The time he calls in sick, he's actually suffering the effects of a poison which eventually kills him. The culprit turns out to be a brilliant psychopath that Barnaby had put away years earlier. Barnaby and Jones bring the killer to justice, but Barnaby is so shaken by Scott's death that he never mentions him again.

An explanation for Midsommer.
Murders are ridiculously common in Midsommer. All the old fashioned little villages of Midsomer have in common that a) they all represent old fashioned countryside b) Midsommer has a ridiculously high murder rate exceeding most metropolitan cities. The medical examiner thought a death by natural causes to be such a rare event as to be worthy of joking about it. c) Every time someone tries to modernize anything, it usually results in a new string of murders and at least one of the modernizers ends up dead d) despite all the murders everyone seems rather calm about the whole thing, even Barnaby whose job is to catch killers usually just lets suspects walk around freely without making any arrests even if there might be rather good evidence pointing at the suspect at the time. There are so many murders happening that the police is apathetic about catching them only taking action when the evidence is conclusive. Population is openly hostile to all outsiders coming to the area and modernizers end up killed by some local or another. Modernizers keep getting killed, but new ones keep lining up to take the chance. All the villages are pictoresque, because no one can modernize anything without being a target for murder. The murder rate is sky high, but there is no mass exodus to safer areas. So, could these events be connected? All the murders in Midsommer keep property values down, making the area attractive to new entrepeneurs. The people of Midsommer are conservative and are quite happy to keep it that way. If someone snaps, kills a few outsiders and prevents change, it's just good for the locals and their way of life. The constant murders keep the population down and prevents immigration from exploding the property values like it does in the rest of Britain. With low population pressure there is little pressure to modernize and attract immigrants. All the killers are singular nutters with their own obscure motivations to kill, but the ultra-conservative, old-time countryside idolizing culture in Midsommer seems to be rather permissive of dealing with the threat of change by the act of murder. So maybe the constant epidemic is the Midsommer's defence mechanism against the outside world coming in and assimilating them into modern Britain. Under those circumstances the local people have a very low threshold to start killing.

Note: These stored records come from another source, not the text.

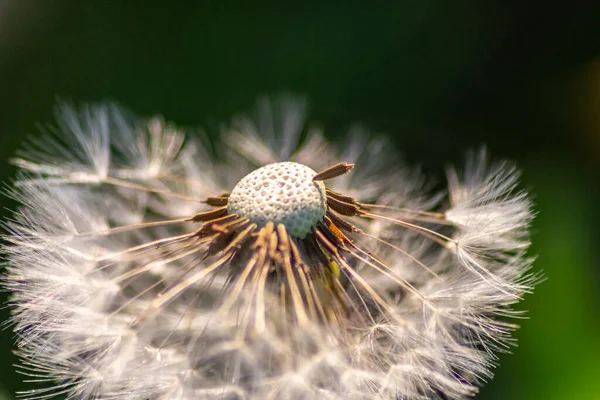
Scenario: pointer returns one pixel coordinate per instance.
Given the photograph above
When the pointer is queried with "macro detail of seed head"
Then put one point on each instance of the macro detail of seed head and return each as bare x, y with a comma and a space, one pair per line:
281, 193
143, 266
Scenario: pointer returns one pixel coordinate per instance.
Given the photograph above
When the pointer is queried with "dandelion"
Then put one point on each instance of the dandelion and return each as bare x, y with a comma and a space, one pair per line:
141, 265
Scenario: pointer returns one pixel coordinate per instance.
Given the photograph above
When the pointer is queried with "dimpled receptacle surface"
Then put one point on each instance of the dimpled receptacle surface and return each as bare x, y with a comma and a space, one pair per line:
283, 193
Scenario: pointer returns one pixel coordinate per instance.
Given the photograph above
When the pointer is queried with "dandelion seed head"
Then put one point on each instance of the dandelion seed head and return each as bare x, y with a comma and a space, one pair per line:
282, 193
141, 268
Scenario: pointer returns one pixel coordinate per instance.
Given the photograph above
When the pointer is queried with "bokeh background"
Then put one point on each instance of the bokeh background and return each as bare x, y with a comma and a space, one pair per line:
437, 77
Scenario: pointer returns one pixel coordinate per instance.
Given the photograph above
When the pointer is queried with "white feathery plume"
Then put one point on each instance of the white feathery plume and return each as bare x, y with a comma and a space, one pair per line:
140, 266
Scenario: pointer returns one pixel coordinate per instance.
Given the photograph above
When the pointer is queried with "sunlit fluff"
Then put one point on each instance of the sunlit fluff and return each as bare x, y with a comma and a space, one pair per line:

Midsomer is The Island; a large scale prison designed to detain Tom Barnaby.
In one episode Barnaby is revealed to be a former member of the intelligence services. He learnt too much and was eventually shipped out to 'Midsomer' to live out his days harmlessly. It explains the county's ludicrously high murder rate, and how many people reappear regularly in different roles. Barnaby is aware but happy to play along in an idyllic existence. It also explains why the high numbers of gruesome murders he sees doesn't affect him; he knows they're all fake.

Life on Mars (2006) and Ashes to Ashes (2008) were set in Purgatory. Maybe Midsomer Murders is set in Hell.

All the cases of You Look Familiar in the show are the result of Uncanny Family Resemblance
In at least one case it was made explicit that two characters played by actors who had been in the show before were playing the sister and cousin, respectively, of their previous roles. Not too far fetched that a place with as many murders and inbreeding as Midsomer County has a pretty limited gene pool.